BACKGROUND: Children with Fetal Alcohol Spectrum Disorders (FASD) are faced with a range of physical, cognitive, behavioral, and/or learning deficits, as well as poor executive functioning and social skills. Theory of mind (ToM) is the ability to understand that one's own perspective may differ from the perspective of another individual. ToM develops around age 4 and is correlated with performance on executive functioning tasks. OBJECTIVE: The goals of this study were to examine ToM performance in young children with FASD, how age was related to ToM performance, and whether ToM abilities were related to underlying executive function difficulties. METHOD: Fifty-three children (aged 4 to 8 years) participated: 25 children with FASD and 28 control children. All children were tested on measures of ToM, executive functioning, and receptive vocabulary. RESULTS: More children in the FASD group (44%) failed one or both ToM measures than in the control group (25%). Older children with FASD performed worse on ToM than younger children, but this was not the case for the control group. For the FASD group, ToM performance was correlated with a measure of inhibition, but for the control group, ToM was correlated with visual-spatial working memory. CONCLUSIONS: Children with FASD have difficulty on ToM tasks, and this difficulty may be related to underlying deficits in inhibition.

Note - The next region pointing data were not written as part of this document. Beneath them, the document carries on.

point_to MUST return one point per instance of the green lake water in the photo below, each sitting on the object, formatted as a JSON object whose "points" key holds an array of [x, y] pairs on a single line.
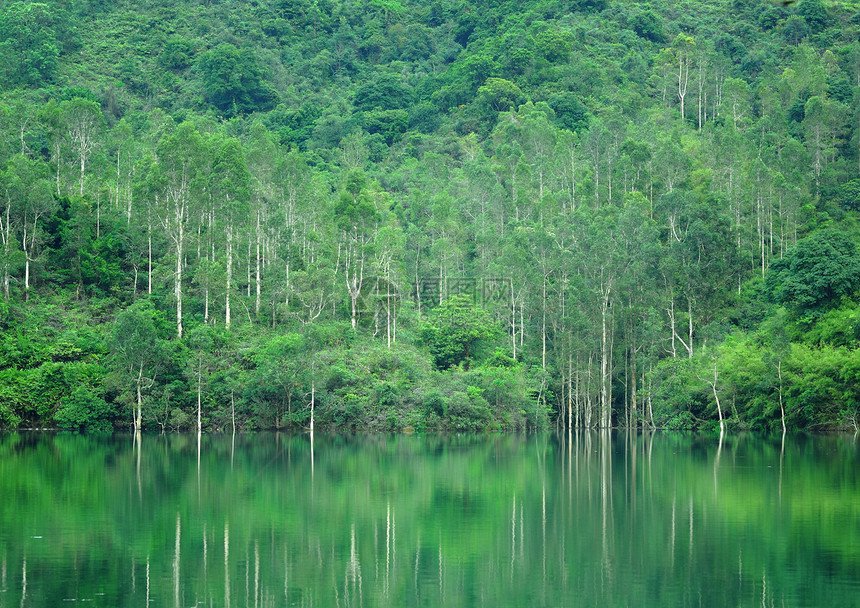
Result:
{"points": [[533, 520]]}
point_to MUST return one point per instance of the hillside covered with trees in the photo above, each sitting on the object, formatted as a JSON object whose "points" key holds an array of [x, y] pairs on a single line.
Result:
{"points": [[387, 214]]}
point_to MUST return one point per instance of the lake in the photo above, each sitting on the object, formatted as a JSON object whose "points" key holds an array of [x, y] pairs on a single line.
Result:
{"points": [[620, 519]]}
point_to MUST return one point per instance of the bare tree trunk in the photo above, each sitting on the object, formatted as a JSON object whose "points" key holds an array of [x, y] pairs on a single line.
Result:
{"points": [[229, 272]]}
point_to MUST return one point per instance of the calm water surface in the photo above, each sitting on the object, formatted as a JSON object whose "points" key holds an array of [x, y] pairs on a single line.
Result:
{"points": [[536, 520]]}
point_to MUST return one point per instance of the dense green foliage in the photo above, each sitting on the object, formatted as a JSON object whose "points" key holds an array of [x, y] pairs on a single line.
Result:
{"points": [[429, 215]]}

Brain diffusion abnormalities in children with fetal alcohol spectrum disorder.

BACKGROUND: Children with fetal alcohol spectrum disorder (FASD) have a variety of cognitive, behavioral, and neurological impairments, including structural brain damage. Despite the importance of white matter connections for proper brain function, little is known about how these connections, and the deep gray matter structures that act as relay stations, are affected in children with FASD. The purpose of this study was to use diffusion tensor imaging, an advanced magnetic resonance imaging technique, to examine microstructural differences of white and deep gray matter in children with FASD. METHODS: Subjects were 24 children aged 5-13 years previously diagnosed with FASD and 95 healthy children over the same age range. Diffusion tractography was used to delineate 10 major white matter tracts in each individual, and region-of-interest analysis was used to assess 4 deep gray matter structures. Fractional anisotropy, an indicator of white matter integrity, and mean diffusivity, a measure of the average water diffusion, were assessed in all 14 brain structures. RESULTS: Diffusion tensor imaging revealed significant differences of diffusion parameters in several areas of the brain, including the genu and splenium of the corpus callosum, cingulum, corticospinal tracts, inferior fronto-occipital fasciculus, inferior and superior longitudinal fasciculi, globus pallidus, putamen, and thalamus. Reduced white and gray matter volumes, as well as total brain volume, were observed in the FASD group. CONCLUSIONS: These results demonstrate diffusion abnormalities in FASD beyond the corpus callosum and suggest that several specific white matter regions, particularly commissural and temporal connections, and deep gray matter areas of the brain are sensitive to prenatal alcohol exposure.